I have to show, using induction, that $2^{4^n}+5$ is divisible by $21$. It is supposed to be a standard exercise, but no matter what I try, I get to a point where I have to use two more inductions.
For example, here is one of the things I tried:
Assuming that $21 |2^{4^k}+5$, we have to show that $21 |2^{4^{k+1}}+5$.
Now, $2^{4^{k+1}}+5=2^{4\cdot 4^k}+5=2^{4^k+3\cdot 4^k}+5=2^{4^k}2^{3\cdot 4^k}+5=2^{4^k}2^{3\cdot 4^k}+5+5\cdot 2^{3\cdot 4^k}-5\cdot 2^{3\cdot 4^k}=2^{3\cdot 4^k}(2^{4^k}+5)+5(1-2^{3\cdot 4^k})$.
At this point, the only way out (as I see it) is to prove (using another induction) that $21|5(1-2^{3\cdot 4^k})$. But when I do that, I get another term of this sort, and another induction.
I also tried proving separately that $3 |2^{4^k}+5$ and $7 |2^{4^k}+5$. The former is OK, but the latter is again a double induction.
Is there an easier way of doing this?
Thank you!
EDIT
By an "easier way" I still mean a way using induction, but only once (or at most twice). Maybe add and subtract something different than what I did?...
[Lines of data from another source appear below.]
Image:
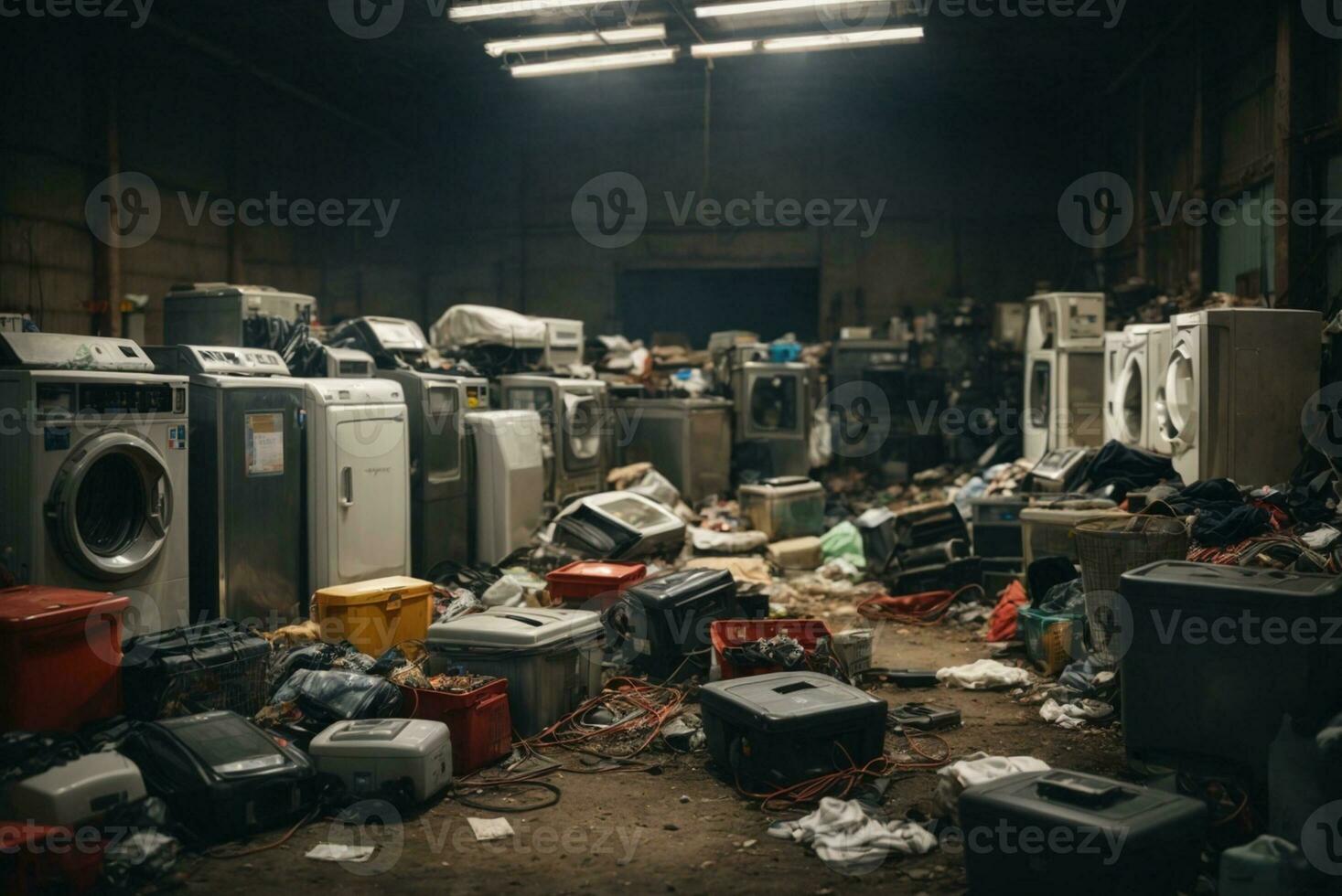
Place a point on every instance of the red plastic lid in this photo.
(37, 605)
(599, 571)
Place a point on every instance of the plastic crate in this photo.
(478, 720)
(1052, 640)
(726, 634)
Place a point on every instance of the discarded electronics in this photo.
(660, 625)
(784, 507)
(77, 792)
(551, 657)
(619, 525)
(221, 777)
(1121, 838)
(379, 757)
(787, 727)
Just to put it all in a context: a daughter of a friend got this exercise in her very first HW assignment, after a lecture about induction which included only the most basic examples. I tried helping her, but I can't think of a solution suitable for this stage of the course. That's why I thought that there should be a trick I am missing...